Have your students answer the always intriguing question, "How much milk can I drink before I puke?" Most people don't realize that milk makes you puke when all of your stomach acid gets neutralized. Of course, no one should actually drink milk until they get sick. Your students can take about 10ml of acid and see how much milk can be added before neutralization happens. Milk is cheap, you can use red cabbage to show neutralization, and the whole thing can take place inside of a plastic cup! The acid in your stomach is hydrochloric, but vinegar can substitute for slightly less accurate results.

You can also show effectiveness of different antacids by taking several brands and finding how much acid gets neutralized vs antacid mass. These are excellent labs to use on students who think that chemistry has nothing to do with their lives.

Properties of Liquids
Students often struggle with the idea of defining what a liquid is. Add some water to corn starch and attempt to stir. Add water until it appears as a liquid but you can smack the top of it without much movement. This solution behaves as a solid with quick movements and a liquid with slow movements. The whole mixture is technically a liquid because it takes the shape of its container. If you are doing this with students let them play around with the mixture and ask them to determine its state of matter.

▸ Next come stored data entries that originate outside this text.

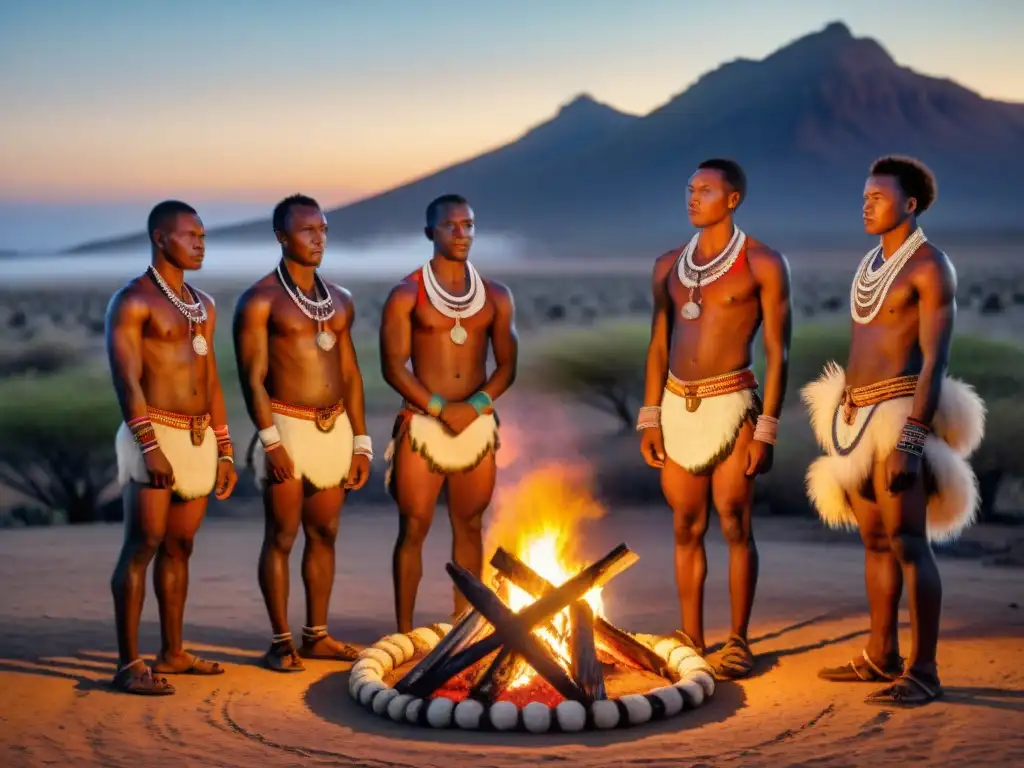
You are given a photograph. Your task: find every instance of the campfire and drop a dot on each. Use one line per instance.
(536, 646)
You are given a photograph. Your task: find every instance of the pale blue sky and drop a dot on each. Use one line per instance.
(113, 103)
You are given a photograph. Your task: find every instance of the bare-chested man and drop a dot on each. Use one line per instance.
(702, 422)
(173, 449)
(443, 317)
(897, 432)
(303, 390)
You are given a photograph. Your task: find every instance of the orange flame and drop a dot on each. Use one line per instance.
(539, 521)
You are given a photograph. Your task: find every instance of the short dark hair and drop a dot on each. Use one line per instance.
(437, 203)
(281, 211)
(734, 175)
(163, 212)
(913, 177)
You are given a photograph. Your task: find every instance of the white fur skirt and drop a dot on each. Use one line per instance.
(195, 466)
(444, 453)
(322, 458)
(697, 440)
(852, 450)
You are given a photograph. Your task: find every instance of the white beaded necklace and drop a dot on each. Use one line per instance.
(456, 306)
(195, 312)
(870, 285)
(318, 310)
(693, 275)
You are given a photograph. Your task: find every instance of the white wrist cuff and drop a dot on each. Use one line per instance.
(269, 435)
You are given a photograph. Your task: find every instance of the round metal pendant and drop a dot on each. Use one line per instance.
(200, 346)
(326, 340)
(459, 335)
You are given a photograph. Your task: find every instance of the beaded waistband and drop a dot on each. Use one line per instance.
(713, 385)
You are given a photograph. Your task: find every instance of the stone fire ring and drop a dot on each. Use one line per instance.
(368, 687)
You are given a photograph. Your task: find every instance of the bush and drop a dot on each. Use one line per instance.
(604, 367)
(56, 442)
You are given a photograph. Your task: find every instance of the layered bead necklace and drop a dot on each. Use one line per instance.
(457, 307)
(871, 284)
(693, 275)
(320, 310)
(195, 312)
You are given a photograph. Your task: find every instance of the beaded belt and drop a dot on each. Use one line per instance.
(197, 424)
(871, 394)
(324, 417)
(696, 390)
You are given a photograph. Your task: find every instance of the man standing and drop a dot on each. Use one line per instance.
(711, 297)
(897, 432)
(173, 449)
(443, 317)
(303, 391)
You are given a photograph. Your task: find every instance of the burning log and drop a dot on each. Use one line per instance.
(470, 627)
(620, 644)
(515, 633)
(586, 669)
(555, 600)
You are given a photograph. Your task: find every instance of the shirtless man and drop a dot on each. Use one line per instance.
(702, 423)
(443, 317)
(897, 432)
(303, 391)
(173, 449)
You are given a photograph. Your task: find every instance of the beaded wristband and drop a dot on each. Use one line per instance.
(766, 429)
(363, 445)
(912, 437)
(649, 418)
(225, 451)
(270, 437)
(435, 404)
(480, 401)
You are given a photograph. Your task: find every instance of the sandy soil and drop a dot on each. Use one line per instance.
(56, 654)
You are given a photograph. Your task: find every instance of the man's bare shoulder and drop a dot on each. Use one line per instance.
(498, 291)
(932, 267)
(665, 262)
(134, 297)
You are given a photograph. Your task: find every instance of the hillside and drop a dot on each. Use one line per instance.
(805, 122)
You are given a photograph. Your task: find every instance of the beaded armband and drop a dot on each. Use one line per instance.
(435, 406)
(766, 429)
(649, 418)
(141, 430)
(225, 451)
(911, 440)
(481, 402)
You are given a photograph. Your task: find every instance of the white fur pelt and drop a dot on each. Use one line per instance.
(444, 452)
(322, 458)
(957, 430)
(195, 466)
(696, 440)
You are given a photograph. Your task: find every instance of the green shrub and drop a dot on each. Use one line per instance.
(56, 441)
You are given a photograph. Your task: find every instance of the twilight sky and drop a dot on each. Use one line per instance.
(112, 104)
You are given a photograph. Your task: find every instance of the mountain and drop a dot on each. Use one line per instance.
(805, 123)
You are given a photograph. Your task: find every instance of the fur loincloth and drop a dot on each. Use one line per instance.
(698, 439)
(195, 467)
(320, 442)
(957, 430)
(443, 452)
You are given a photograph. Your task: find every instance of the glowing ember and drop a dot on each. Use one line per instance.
(539, 522)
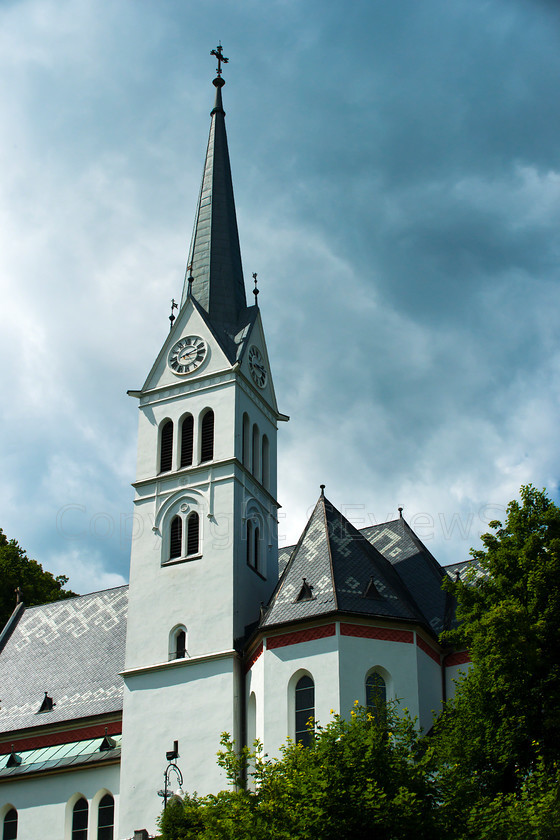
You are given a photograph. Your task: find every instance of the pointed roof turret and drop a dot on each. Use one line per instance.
(214, 262)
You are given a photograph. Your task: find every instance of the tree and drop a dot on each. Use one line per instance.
(361, 778)
(18, 570)
(505, 716)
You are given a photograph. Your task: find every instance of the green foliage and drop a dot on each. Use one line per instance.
(17, 570)
(361, 778)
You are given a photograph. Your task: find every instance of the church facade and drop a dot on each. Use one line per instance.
(218, 630)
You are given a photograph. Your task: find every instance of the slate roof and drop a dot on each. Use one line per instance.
(73, 650)
(414, 577)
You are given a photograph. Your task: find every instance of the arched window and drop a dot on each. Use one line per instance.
(180, 644)
(175, 537)
(265, 462)
(79, 820)
(187, 437)
(193, 533)
(106, 818)
(305, 709)
(166, 447)
(10, 825)
(207, 437)
(255, 463)
(376, 693)
(245, 445)
(250, 543)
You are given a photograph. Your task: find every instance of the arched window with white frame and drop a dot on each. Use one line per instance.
(176, 538)
(255, 452)
(193, 535)
(207, 436)
(187, 441)
(245, 442)
(265, 463)
(9, 827)
(304, 710)
(166, 446)
(80, 819)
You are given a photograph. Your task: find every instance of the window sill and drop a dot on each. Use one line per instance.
(176, 560)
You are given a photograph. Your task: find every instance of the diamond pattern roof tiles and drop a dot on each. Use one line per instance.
(73, 650)
(340, 566)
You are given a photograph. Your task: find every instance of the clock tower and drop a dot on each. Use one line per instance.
(204, 549)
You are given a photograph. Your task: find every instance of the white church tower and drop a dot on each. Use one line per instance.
(204, 552)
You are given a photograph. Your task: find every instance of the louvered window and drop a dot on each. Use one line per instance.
(305, 710)
(166, 452)
(192, 533)
(187, 432)
(255, 465)
(106, 818)
(207, 437)
(265, 463)
(79, 820)
(176, 536)
(10, 825)
(256, 548)
(376, 693)
(250, 545)
(180, 644)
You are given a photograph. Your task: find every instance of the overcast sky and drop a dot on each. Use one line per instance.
(396, 169)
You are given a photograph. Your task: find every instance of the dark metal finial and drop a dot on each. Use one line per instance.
(172, 316)
(221, 58)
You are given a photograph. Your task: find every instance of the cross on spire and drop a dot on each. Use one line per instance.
(221, 58)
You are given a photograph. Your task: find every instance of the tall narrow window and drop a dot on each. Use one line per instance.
(255, 464)
(106, 818)
(250, 543)
(305, 709)
(166, 443)
(10, 825)
(79, 820)
(256, 548)
(187, 435)
(175, 537)
(265, 462)
(207, 437)
(180, 644)
(193, 533)
(376, 693)
(246, 447)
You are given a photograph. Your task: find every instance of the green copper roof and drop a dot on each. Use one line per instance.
(215, 257)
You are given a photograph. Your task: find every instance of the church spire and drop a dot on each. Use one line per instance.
(215, 258)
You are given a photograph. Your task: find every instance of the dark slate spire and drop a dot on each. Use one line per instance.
(215, 257)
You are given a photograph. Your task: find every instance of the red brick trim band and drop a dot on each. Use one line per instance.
(460, 658)
(361, 631)
(251, 661)
(427, 649)
(300, 636)
(53, 738)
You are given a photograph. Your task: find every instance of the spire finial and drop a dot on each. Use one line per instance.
(172, 316)
(221, 60)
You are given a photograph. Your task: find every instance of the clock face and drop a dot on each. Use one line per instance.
(256, 366)
(187, 354)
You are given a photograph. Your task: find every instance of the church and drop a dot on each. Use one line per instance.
(111, 699)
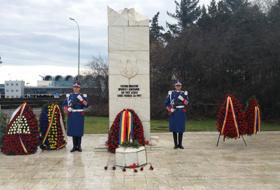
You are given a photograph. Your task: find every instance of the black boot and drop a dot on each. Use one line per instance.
(175, 140)
(180, 141)
(79, 148)
(74, 144)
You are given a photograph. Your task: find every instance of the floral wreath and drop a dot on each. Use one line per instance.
(231, 120)
(22, 134)
(52, 128)
(114, 132)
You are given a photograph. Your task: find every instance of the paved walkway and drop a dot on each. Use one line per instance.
(200, 166)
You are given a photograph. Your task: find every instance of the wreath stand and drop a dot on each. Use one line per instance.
(112, 161)
(224, 140)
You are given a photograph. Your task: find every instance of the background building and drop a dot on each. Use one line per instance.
(14, 89)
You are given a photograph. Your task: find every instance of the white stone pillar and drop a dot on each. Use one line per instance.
(129, 64)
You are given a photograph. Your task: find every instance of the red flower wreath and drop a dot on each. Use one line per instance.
(22, 134)
(253, 117)
(113, 137)
(231, 120)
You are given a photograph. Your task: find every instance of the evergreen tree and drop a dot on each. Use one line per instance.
(186, 14)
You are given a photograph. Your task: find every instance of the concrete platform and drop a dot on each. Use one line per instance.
(200, 166)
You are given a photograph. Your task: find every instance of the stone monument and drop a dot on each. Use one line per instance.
(129, 65)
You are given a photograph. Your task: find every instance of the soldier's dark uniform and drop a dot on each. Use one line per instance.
(175, 104)
(74, 104)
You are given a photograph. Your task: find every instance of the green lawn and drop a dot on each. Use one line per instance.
(99, 125)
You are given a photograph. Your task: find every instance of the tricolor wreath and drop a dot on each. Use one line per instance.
(3, 124)
(126, 127)
(21, 135)
(253, 116)
(52, 128)
(231, 120)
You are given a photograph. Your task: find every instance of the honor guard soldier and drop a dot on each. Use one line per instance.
(74, 106)
(176, 103)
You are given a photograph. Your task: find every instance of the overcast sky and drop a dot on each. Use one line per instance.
(37, 38)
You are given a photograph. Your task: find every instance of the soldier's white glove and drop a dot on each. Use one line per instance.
(80, 98)
(181, 98)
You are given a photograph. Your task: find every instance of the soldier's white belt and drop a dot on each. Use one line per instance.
(180, 106)
(77, 110)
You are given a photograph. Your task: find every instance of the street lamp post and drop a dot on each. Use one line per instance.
(72, 19)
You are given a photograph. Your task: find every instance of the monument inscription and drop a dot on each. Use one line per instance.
(129, 65)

Capillary Action is one of those elusive properties that you can show in any container, but nobody cares about. Stick a stalk of celery in a cup with colored liquid in it and within a few hours/days the leaves will take on the color of the liquid it is in.

Surface Tension is great fun to experiment with if you have some mercury, but for the rest of us try this. Get some plain water and a mixture of one part liquid soap to four parts water. Stir well and allow bubbles to subside. Have the students add the liquids drop by drop to the top of the pennies. The students will notice that the penny with the soap water will hold a lot more drops before spilling over.

Gas Laws
The idea that pressure and volume are related can be hard for students to visualize. Get a large clear bottle, at least 1 liter. In the bottom of the bottle put a couple tablespoons of baking soda. Put some acid inside of a test tube. Drop the test tube into the bottle so that the acid stays mostly inside of the test tube. Inflate a balloon inside the bottle and tie it off. The balloon should be wall to wall within the bottle. Place the cap on the bottle. When it comes time for the demonstration tip the bottle so that the acid spills out. As the acid and base react they will release CO2 creating more pressure inside the bottle. Due to the excess pressure the balloon inside of the bottle will seem to magically shrink!

I hope that this little list of cheap science tricks will help you entertain your friends, students, or heck even just your own drunk self! Enjoy!